Reported 1HFY18 core PATMI of RM666.0m (+5.7% YoY), in line with HLIB forecast and consensus. The increase in passenger traffic and ticket yield as well as leaner cost structure, managed to offset the higher jet fuel cost. In terms of AOC, MAA profit has improved to offset the decline in other AOCs. Management expects further yields improvement in 2H18. Disposal of AAC is on track to complete in 4QFY18 and a further special dividend up to RM1.00/share can be expected. Maintain BUY with unchanged SOP-derived TP: RM4.65.

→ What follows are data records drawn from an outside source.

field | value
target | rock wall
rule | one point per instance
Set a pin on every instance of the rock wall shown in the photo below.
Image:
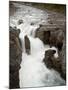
(15, 57)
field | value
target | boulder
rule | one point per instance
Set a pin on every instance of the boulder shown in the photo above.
(20, 21)
(54, 63)
(43, 35)
(15, 53)
(27, 44)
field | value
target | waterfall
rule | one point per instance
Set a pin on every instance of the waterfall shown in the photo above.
(33, 72)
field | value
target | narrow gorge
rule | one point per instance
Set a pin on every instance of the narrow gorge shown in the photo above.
(37, 47)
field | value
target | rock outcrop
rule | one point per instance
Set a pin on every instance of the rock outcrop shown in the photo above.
(27, 44)
(54, 63)
(20, 21)
(15, 53)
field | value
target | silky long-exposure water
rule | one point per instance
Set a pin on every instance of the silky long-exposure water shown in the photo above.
(33, 72)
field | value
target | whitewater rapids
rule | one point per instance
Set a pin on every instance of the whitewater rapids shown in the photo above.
(33, 72)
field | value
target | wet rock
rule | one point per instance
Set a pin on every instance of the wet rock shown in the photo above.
(32, 23)
(20, 21)
(43, 35)
(15, 53)
(54, 63)
(27, 44)
(56, 39)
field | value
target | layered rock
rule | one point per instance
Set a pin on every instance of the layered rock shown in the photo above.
(15, 53)
(55, 63)
(27, 44)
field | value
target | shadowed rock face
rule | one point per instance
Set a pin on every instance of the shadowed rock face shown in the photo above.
(27, 44)
(53, 38)
(56, 39)
(15, 57)
(20, 21)
(54, 63)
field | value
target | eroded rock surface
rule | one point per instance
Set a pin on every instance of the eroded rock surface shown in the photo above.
(15, 57)
(27, 44)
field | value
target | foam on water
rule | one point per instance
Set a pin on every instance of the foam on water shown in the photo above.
(33, 72)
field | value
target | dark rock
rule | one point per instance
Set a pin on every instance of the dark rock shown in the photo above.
(54, 63)
(27, 44)
(32, 23)
(15, 53)
(56, 39)
(43, 35)
(20, 21)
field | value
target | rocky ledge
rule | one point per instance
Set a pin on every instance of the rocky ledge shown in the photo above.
(15, 57)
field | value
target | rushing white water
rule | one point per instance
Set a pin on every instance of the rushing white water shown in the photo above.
(33, 72)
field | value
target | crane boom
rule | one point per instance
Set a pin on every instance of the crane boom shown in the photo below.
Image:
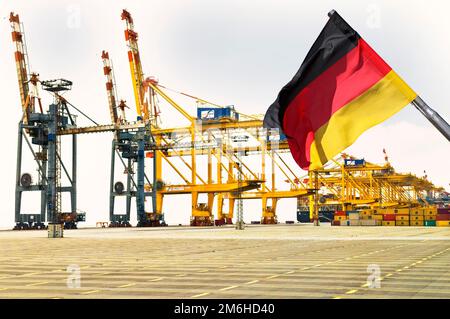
(27, 87)
(137, 75)
(110, 87)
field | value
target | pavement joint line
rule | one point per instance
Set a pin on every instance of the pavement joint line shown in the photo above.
(228, 288)
(200, 295)
(37, 284)
(89, 292)
(30, 274)
(127, 285)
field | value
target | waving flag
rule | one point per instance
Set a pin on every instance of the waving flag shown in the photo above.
(342, 88)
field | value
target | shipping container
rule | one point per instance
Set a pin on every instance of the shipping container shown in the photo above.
(443, 217)
(443, 223)
(217, 114)
(389, 217)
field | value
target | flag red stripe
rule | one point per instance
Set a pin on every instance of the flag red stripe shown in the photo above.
(345, 80)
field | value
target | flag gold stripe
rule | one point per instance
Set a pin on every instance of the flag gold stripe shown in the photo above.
(382, 100)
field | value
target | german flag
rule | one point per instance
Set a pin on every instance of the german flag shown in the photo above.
(342, 88)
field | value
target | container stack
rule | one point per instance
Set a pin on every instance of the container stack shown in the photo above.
(353, 218)
(416, 216)
(388, 217)
(340, 218)
(443, 217)
(429, 216)
(402, 216)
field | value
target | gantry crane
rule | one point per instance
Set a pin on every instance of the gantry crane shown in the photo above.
(44, 145)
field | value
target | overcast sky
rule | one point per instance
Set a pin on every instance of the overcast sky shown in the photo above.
(229, 52)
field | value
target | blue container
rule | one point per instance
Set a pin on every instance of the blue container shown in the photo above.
(354, 162)
(215, 114)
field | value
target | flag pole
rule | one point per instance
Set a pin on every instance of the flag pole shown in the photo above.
(439, 123)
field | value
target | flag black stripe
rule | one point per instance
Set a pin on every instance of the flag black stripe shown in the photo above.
(334, 42)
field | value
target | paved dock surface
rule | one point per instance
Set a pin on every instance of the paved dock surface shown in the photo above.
(282, 261)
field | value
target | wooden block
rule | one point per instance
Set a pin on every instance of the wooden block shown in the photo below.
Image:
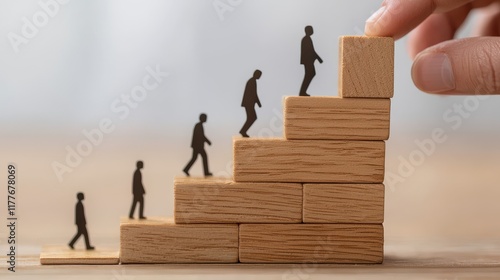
(333, 118)
(212, 201)
(63, 255)
(305, 161)
(366, 67)
(160, 241)
(344, 203)
(312, 243)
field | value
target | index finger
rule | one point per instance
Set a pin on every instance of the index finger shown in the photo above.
(396, 18)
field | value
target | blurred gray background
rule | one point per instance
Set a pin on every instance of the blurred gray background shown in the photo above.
(80, 60)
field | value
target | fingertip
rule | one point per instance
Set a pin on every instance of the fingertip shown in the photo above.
(433, 72)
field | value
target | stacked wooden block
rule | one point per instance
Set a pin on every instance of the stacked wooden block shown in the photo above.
(314, 197)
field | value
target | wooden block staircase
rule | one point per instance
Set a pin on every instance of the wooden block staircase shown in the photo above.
(315, 196)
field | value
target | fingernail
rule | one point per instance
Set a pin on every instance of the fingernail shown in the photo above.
(433, 72)
(371, 22)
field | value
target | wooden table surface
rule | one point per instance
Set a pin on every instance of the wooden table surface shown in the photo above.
(403, 259)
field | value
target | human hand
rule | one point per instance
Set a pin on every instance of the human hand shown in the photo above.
(443, 64)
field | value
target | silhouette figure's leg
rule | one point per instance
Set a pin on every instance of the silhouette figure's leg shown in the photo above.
(86, 235)
(132, 210)
(141, 207)
(193, 160)
(251, 118)
(73, 241)
(309, 73)
(205, 163)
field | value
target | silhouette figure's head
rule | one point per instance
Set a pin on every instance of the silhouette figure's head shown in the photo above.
(80, 196)
(257, 74)
(139, 164)
(309, 30)
(203, 118)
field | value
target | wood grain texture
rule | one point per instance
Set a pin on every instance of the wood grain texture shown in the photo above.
(366, 67)
(63, 255)
(312, 243)
(160, 241)
(333, 118)
(344, 203)
(306, 161)
(223, 201)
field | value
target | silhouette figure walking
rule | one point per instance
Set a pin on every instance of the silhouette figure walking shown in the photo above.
(250, 98)
(138, 191)
(307, 58)
(81, 223)
(198, 145)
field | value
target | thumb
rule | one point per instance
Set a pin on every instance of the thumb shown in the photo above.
(464, 66)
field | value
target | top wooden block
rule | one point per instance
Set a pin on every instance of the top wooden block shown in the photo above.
(366, 67)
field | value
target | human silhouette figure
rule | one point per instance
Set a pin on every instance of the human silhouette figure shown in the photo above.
(307, 58)
(138, 191)
(250, 98)
(198, 145)
(81, 223)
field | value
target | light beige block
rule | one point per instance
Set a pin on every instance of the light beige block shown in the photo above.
(63, 255)
(212, 200)
(312, 243)
(333, 118)
(344, 203)
(161, 241)
(366, 67)
(306, 161)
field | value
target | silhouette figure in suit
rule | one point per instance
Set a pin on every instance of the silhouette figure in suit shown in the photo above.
(307, 58)
(81, 223)
(138, 191)
(198, 145)
(250, 98)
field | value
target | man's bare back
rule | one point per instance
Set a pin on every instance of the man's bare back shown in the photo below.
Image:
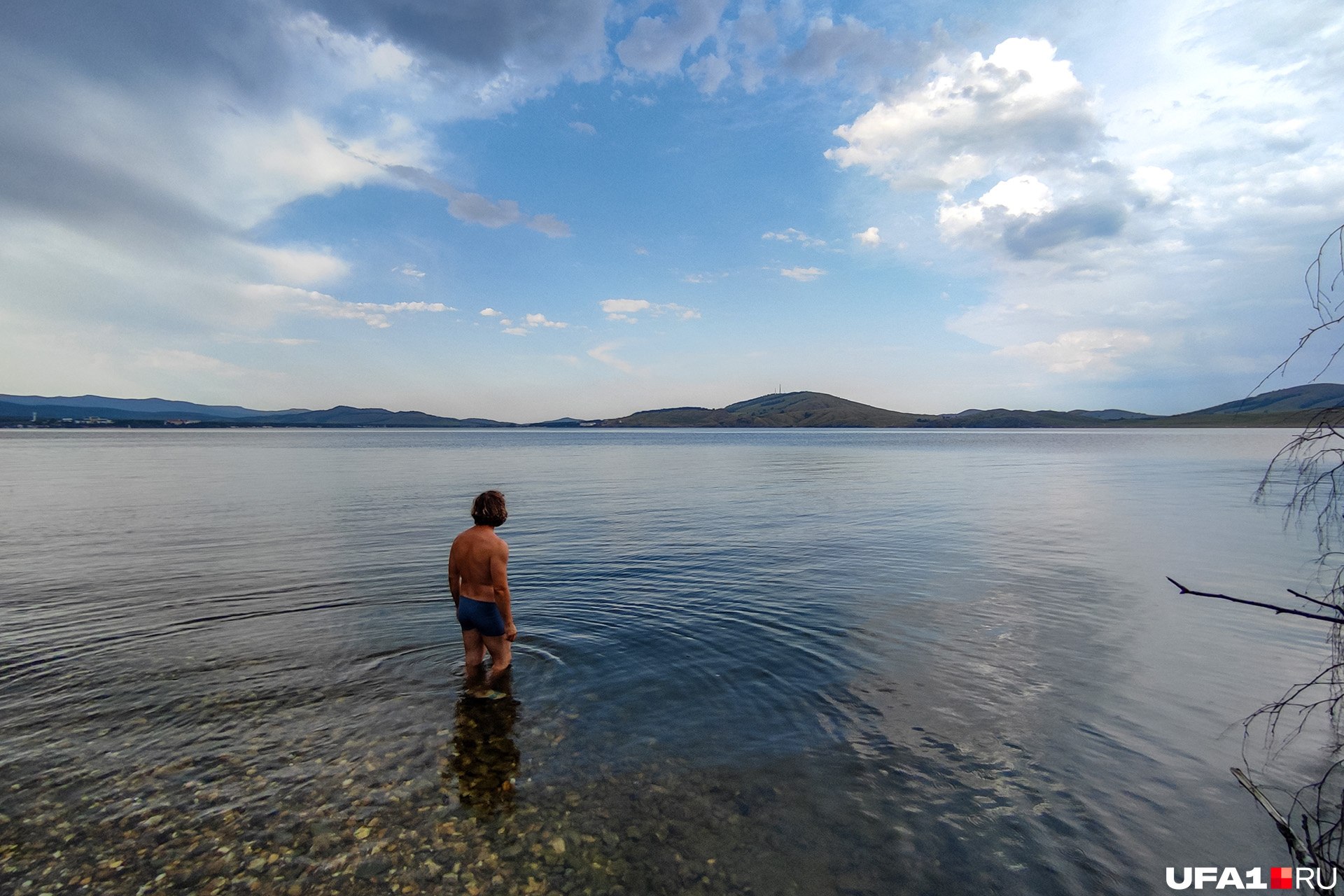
(477, 575)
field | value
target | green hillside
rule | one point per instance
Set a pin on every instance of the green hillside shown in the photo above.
(1313, 397)
(778, 410)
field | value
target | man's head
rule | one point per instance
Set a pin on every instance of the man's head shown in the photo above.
(488, 508)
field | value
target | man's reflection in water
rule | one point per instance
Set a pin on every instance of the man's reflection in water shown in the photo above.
(484, 755)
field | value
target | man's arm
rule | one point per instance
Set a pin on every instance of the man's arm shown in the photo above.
(503, 599)
(454, 580)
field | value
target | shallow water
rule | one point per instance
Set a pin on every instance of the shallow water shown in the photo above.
(749, 662)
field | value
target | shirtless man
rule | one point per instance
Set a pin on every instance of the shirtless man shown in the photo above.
(479, 580)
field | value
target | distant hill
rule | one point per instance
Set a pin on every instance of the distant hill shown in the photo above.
(1313, 397)
(1294, 406)
(19, 409)
(778, 410)
(146, 409)
(346, 415)
(1113, 414)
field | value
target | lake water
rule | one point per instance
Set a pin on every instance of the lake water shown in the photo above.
(749, 662)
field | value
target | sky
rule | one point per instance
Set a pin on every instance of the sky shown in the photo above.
(536, 209)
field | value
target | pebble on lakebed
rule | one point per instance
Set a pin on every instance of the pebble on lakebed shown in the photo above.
(350, 825)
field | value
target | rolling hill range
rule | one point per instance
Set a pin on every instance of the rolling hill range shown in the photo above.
(787, 409)
(1294, 406)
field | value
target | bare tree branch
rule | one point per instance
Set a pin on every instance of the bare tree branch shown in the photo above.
(1259, 603)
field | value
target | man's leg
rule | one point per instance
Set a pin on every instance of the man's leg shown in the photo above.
(502, 652)
(473, 648)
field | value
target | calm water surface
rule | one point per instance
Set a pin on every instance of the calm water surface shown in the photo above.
(749, 662)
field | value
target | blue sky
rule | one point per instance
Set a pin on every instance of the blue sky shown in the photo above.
(524, 209)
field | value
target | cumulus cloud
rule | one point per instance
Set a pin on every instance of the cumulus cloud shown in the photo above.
(143, 152)
(793, 235)
(869, 237)
(967, 120)
(708, 71)
(604, 354)
(626, 309)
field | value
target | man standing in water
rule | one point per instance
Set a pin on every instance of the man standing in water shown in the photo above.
(477, 575)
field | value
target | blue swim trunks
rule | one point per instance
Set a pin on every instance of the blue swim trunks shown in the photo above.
(482, 615)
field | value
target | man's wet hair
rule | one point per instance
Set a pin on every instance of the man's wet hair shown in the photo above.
(488, 508)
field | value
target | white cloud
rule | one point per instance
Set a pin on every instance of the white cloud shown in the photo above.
(185, 362)
(302, 266)
(656, 45)
(279, 298)
(549, 225)
(848, 48)
(1091, 351)
(604, 354)
(974, 117)
(1154, 183)
(624, 305)
(793, 235)
(625, 309)
(473, 207)
(708, 73)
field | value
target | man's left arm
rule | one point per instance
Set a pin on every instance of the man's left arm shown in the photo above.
(454, 580)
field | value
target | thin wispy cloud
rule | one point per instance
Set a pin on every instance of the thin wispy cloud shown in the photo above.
(629, 309)
(604, 354)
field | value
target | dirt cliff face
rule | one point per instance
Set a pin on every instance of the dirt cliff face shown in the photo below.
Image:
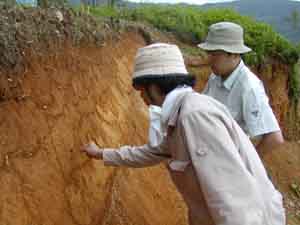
(63, 101)
(67, 98)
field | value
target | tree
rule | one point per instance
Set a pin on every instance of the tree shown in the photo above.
(294, 19)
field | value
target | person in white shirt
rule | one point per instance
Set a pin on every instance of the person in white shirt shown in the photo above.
(233, 84)
(210, 159)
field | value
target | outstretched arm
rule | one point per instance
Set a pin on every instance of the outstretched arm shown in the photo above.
(130, 156)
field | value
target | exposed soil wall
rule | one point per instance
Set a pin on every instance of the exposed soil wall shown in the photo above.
(72, 96)
(63, 101)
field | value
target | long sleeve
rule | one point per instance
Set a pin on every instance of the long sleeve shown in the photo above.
(230, 191)
(135, 156)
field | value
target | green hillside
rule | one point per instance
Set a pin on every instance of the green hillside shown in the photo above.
(190, 24)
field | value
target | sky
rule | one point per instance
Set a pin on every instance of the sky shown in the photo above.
(197, 2)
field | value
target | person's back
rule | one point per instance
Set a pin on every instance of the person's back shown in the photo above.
(233, 84)
(222, 133)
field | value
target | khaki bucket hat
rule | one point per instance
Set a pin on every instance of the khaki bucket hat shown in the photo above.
(159, 59)
(225, 36)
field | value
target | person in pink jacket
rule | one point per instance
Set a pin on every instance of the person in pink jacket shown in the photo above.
(211, 160)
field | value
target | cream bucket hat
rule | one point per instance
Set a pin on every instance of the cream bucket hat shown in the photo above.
(159, 59)
(225, 36)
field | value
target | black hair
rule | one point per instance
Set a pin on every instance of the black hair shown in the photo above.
(167, 82)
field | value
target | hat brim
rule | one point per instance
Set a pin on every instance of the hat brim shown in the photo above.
(240, 49)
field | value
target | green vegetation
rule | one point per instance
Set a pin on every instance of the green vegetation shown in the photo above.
(191, 24)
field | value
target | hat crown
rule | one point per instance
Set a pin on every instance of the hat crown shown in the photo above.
(159, 59)
(224, 33)
(226, 36)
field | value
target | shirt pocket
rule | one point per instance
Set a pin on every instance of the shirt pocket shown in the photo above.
(179, 165)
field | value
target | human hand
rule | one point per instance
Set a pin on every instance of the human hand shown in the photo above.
(92, 151)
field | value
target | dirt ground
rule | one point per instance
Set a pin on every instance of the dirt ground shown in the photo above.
(56, 96)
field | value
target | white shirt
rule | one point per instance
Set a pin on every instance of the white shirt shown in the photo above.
(244, 95)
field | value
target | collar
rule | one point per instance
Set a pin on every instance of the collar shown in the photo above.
(228, 83)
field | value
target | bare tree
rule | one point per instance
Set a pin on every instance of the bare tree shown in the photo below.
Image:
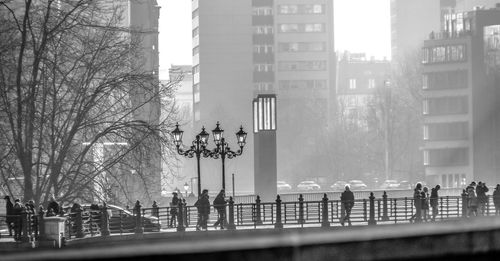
(79, 114)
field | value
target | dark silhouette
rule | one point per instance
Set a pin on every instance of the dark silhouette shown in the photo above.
(435, 201)
(482, 198)
(173, 209)
(424, 197)
(417, 217)
(9, 211)
(496, 199)
(220, 206)
(203, 206)
(347, 199)
(52, 207)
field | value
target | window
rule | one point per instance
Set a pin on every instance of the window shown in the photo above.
(371, 83)
(352, 84)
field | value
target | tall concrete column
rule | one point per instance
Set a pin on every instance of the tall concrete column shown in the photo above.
(265, 156)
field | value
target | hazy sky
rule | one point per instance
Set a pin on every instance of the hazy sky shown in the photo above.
(360, 26)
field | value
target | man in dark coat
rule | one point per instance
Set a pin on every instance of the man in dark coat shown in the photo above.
(203, 206)
(9, 211)
(220, 206)
(434, 200)
(347, 199)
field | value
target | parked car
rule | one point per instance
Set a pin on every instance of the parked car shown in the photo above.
(283, 186)
(308, 185)
(339, 185)
(357, 185)
(390, 184)
(404, 185)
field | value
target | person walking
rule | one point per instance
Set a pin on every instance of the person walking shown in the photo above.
(174, 205)
(496, 199)
(424, 197)
(417, 217)
(220, 206)
(482, 198)
(434, 200)
(203, 206)
(347, 199)
(9, 211)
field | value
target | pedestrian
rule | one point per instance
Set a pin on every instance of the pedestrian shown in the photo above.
(434, 200)
(174, 205)
(220, 206)
(9, 211)
(17, 212)
(347, 199)
(482, 198)
(203, 206)
(417, 217)
(424, 197)
(496, 199)
(53, 207)
(472, 201)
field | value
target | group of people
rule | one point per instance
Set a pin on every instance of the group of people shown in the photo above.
(15, 209)
(424, 202)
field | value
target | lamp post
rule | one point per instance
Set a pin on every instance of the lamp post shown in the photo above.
(223, 149)
(186, 187)
(198, 148)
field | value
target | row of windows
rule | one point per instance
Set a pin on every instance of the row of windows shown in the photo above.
(353, 84)
(263, 48)
(445, 105)
(449, 53)
(262, 10)
(446, 157)
(263, 67)
(445, 80)
(302, 47)
(301, 28)
(302, 84)
(301, 9)
(263, 29)
(446, 131)
(302, 66)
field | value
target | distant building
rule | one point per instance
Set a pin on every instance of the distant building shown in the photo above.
(361, 83)
(461, 128)
(244, 48)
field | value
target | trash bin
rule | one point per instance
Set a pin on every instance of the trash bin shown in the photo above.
(54, 229)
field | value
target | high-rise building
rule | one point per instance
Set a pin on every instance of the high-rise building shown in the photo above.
(249, 47)
(461, 76)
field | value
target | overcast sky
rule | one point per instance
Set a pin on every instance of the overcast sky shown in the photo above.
(360, 26)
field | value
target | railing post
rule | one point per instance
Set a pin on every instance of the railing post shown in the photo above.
(278, 223)
(104, 220)
(79, 223)
(372, 220)
(324, 216)
(301, 209)
(385, 217)
(231, 225)
(464, 204)
(180, 217)
(258, 220)
(138, 219)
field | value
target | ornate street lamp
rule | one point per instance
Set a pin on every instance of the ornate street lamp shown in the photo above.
(223, 149)
(198, 148)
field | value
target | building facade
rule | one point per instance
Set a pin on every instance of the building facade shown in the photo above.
(250, 47)
(460, 86)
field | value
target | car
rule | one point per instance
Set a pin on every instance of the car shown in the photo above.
(283, 186)
(339, 185)
(390, 184)
(357, 185)
(308, 185)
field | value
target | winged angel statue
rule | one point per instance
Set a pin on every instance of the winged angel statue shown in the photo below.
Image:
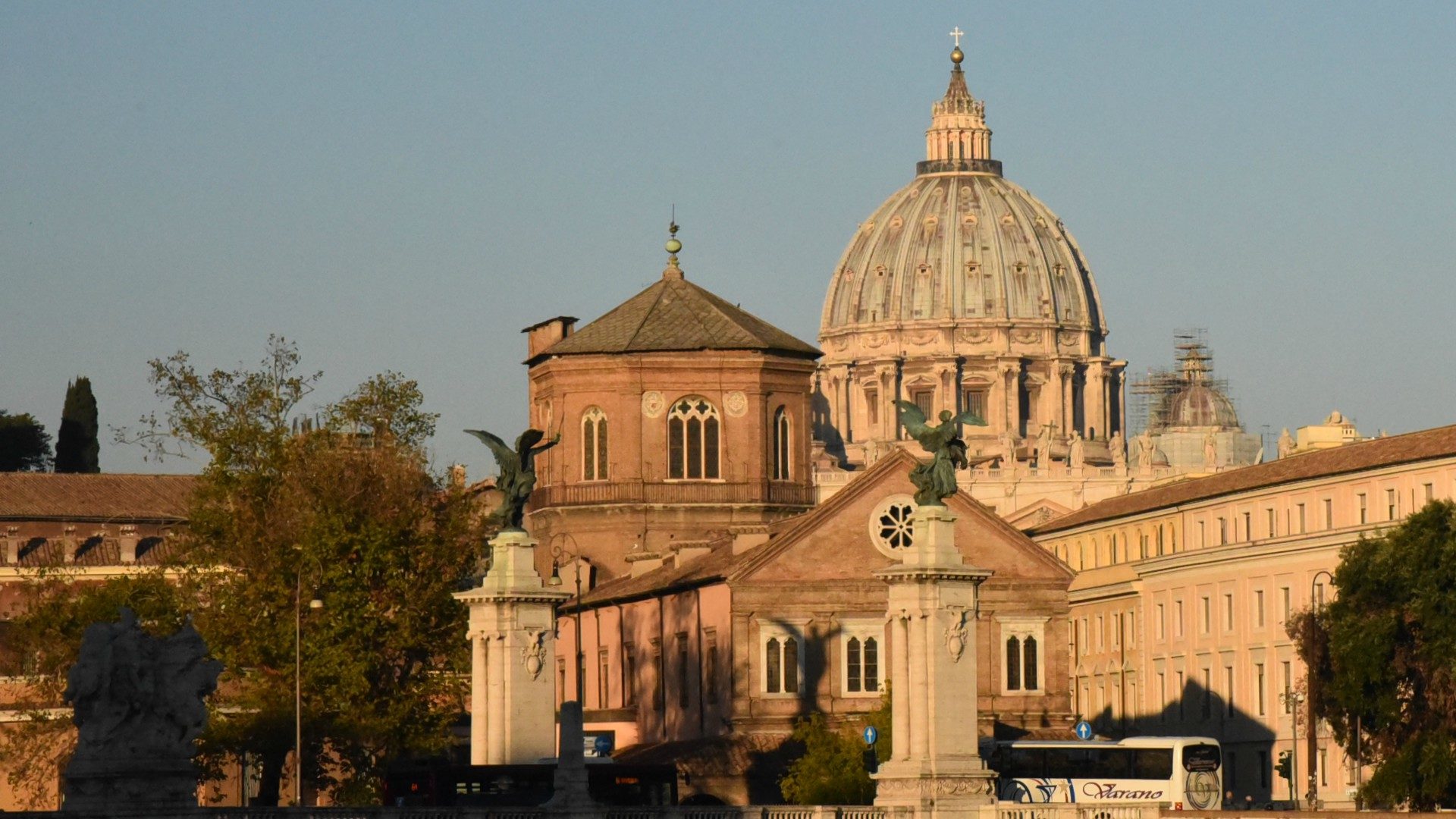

Within expectation. AirAsia Group (AAG) reported a core PATMI of RM319.1m for 2QFY18 and RM666.0m for 1HFY18, achieving 46.3% of HLIB’s FY18 forecast and 48.1% of consensus. We expect stronger earnings in 2H18 on seasonally stronger air travel demand, especially in the Malaysia market.

QoQ. Core PATMI declined 8.0%, dragged by attributed RM45.9m loss from JVs/associates in 2QFY18 as compared to RM55.5m profit in 1QFY18. The higher overall yields QoQ for AirAsia group (MAA, IAA and PAA) and lower depreciation charges (transfer of aircrafts to BBAM) improved group EBIT QoQ.

YoY. Despite the higher ticket yields and passenger carried (figure #2), core PATMI declined 6.1% due to: (i) higher jet fuel cost; and (ii) attributed loss from JVs/associates, following loss in TAA and higher loss in JAA.

YTD. Core PATMI improved 5.7%, leveraging on the stronger MAA earnings (100% subsidiary) for higher passengers carried and ticket yields, which was partially offset by the weaker performances of other partially owned AOCs (TAA, IAA, AAI and JAA).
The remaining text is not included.